150 Jahre Stadtturnverein Bern: Ein Schmelztiegel der Gemeinschaft und des Sports
Der Stadtturnverein Bern (STB) hat 2023 ein ganz besonderes Jubiläum gefeiert: 150 Jahre voller Sport, Gemeinschaft und auch ein bisschen Geschichte. Ist das nicht beeindruckend? Über 2000 Mitglieder zählt dieser Verein, und das, obwohl es in Bern eine Vielzahl an Alternativen gibt. Besonders bemerkenswert: Rund 1600 dieser Mitglieder sind aktiv im Leichtathletik- und Running-Bereich. Da kommen einem direkt die Namen prominenter Athletinnen wie Mujinga und Ditaji Kambundji in den Sinn – sie sind Teil dieser lebendigen Gemeinschaft.
Der STB hat sich im Laufe der Jahre von einem klassischen Turnverein zu einem modernen Kleinverband entwickelt. Mit 11 Mitgliedsvereinen im Gepäck und einem breiten Sportangebot, das neun verschiedene Sportarten umfasst, ist der Verein einer der größten polysportiven Verbände in der Schweiz. Basketball, Volleyball und Badminton gehören ebenfalls zum Repertoire. Was für ein Schmelztiegel der Talente und Leidenschaften!
Ein Blick in die Geschichte
Zurückblickend auf die vergangenen 150 Jahre wird klar, dass der STB nicht nur aus Mitgliedern besteht, sondern aus einer Familie. Früher waren Ringen, Stepptanz und sogar ein Chor Teil des Vereins. Prominente Mitglieder wie Jimmy Hofer, Christoph Neuhaus, Aline Trede und Werner Bircher haben den Verein über die Jahre mitgestaltet. Daniel Beyeler, der Präsident des STB, hat in einem Interview die Herausforderungen bei der Mitgliedergewinnung angesprochen. Das ehrenamtliche Engagement bleibt der Schlüssel zum Erfolg – und das, obwohl die Mitgliederzahlen seit der Jahrtausendwende stagnieren. Irgendwie paradox, oder?
Der Stadtturnverein hat mit dem Grand-Prix von Bern sogar einen eigenen Straßenlauf in sein Programm aufgenommen. Das zeigt, wie vielseitig und dynamisch der Verein ist! Und auch wenn einige Mitgliedsvereine über die Jahre weggefallen sind, hat der STB immer wieder neue hinzugewonnen. Ein wahres Kommen und Gehen, das die Gemeinschaft stark macht.

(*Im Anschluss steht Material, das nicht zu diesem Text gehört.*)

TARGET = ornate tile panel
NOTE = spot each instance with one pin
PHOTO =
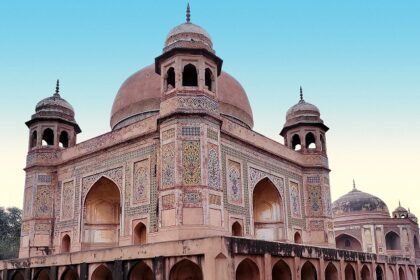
(213, 168)
(141, 182)
(191, 159)
(168, 165)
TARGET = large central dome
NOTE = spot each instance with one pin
(140, 96)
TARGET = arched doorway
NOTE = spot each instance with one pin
(65, 244)
(247, 270)
(102, 214)
(141, 271)
(331, 272)
(281, 271)
(297, 238)
(308, 272)
(69, 274)
(401, 274)
(347, 242)
(268, 211)
(140, 233)
(236, 229)
(102, 273)
(392, 241)
(349, 273)
(365, 273)
(186, 269)
(379, 273)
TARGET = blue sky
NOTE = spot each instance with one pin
(358, 61)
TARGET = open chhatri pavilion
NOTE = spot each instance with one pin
(183, 188)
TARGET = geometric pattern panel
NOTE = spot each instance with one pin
(67, 201)
(213, 172)
(234, 182)
(141, 182)
(168, 165)
(191, 174)
(294, 200)
(43, 202)
(314, 203)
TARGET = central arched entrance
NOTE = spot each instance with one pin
(267, 211)
(102, 215)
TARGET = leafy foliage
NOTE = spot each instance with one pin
(10, 224)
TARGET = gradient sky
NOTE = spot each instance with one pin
(358, 61)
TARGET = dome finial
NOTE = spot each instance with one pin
(57, 88)
(301, 93)
(188, 12)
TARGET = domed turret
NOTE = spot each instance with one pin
(304, 130)
(357, 202)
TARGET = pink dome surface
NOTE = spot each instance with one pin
(140, 94)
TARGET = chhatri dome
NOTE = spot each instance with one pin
(358, 202)
(140, 95)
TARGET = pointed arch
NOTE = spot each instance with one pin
(267, 208)
(190, 76)
(281, 271)
(247, 270)
(65, 244)
(347, 242)
(101, 273)
(401, 274)
(349, 273)
(69, 274)
(331, 272)
(141, 271)
(392, 241)
(101, 218)
(186, 269)
(308, 272)
(365, 273)
(140, 234)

Freiwilliges Engagement und Herausforderungen
In einer Zeit, in der sich die Gesellschaft immer weiter individualisiert, ist die freiwillige Arbeit in Sportvereinen wichtiger denn je. Laut einer Studie haben ehrenamtliche Helfer in Sportvereinen von 2016 bis 2022 zugenommen. Diese helfenden Hände leisten einen Aufwand, der dem von über 30.000 Vollzeitstellen entspricht. Das ist ganz schön viel, wenn man darüber nachdenkt! Rund 35 % der Vereinsmitglieder engagieren sich ohne offizielles Amt. Nicht zu vergessen, die Anforderungen an Trainer und Vorstände steigen. Manchmal hat man das Gefühl, dass das Ehrenamt das Fundament des Vereinssports bleibt, aber gleichzeitig eine große Herausforderung darstellt.
Die Mitglieder müssen auch immer mehr in die Pflicht genommen werden. Einige Vereine haben ihre Mitgliederbeiträge erhöht, um die Kosten für ein breites Sportangebot zu decken – die Mithilfe wird in vielen Fällen als unerlässlich betrachtet. Es ist ein ständiger Balanceakt zwischen den Bedürfnissen der Mitglieder und den Anforderungen, die an die Vereine gestellt werden. Und trotzdem – trotz aller Herausforderungen – bleibt die Mehrheit der Ehrenamtlichen mit ihrem Engagement zufrieden. Das ist doch ein Lichtblick!
Wer hätte gedacht, dass der Stadtturnverein Bern so vielschichtig ist? Die Gemeinschaft, die sich im Laufe der letzten 150 Jahre gebildet hat, ist ein wunderbares Beispiel dafür, was Sport und Zusammenhalt bewirken können. Das Jubiläumsfest wurde als Klassentreffen beschrieben – eine Feier der Gemeinschaft, die die Höhen und Tiefen des Vereinslebens miteinander verbindet.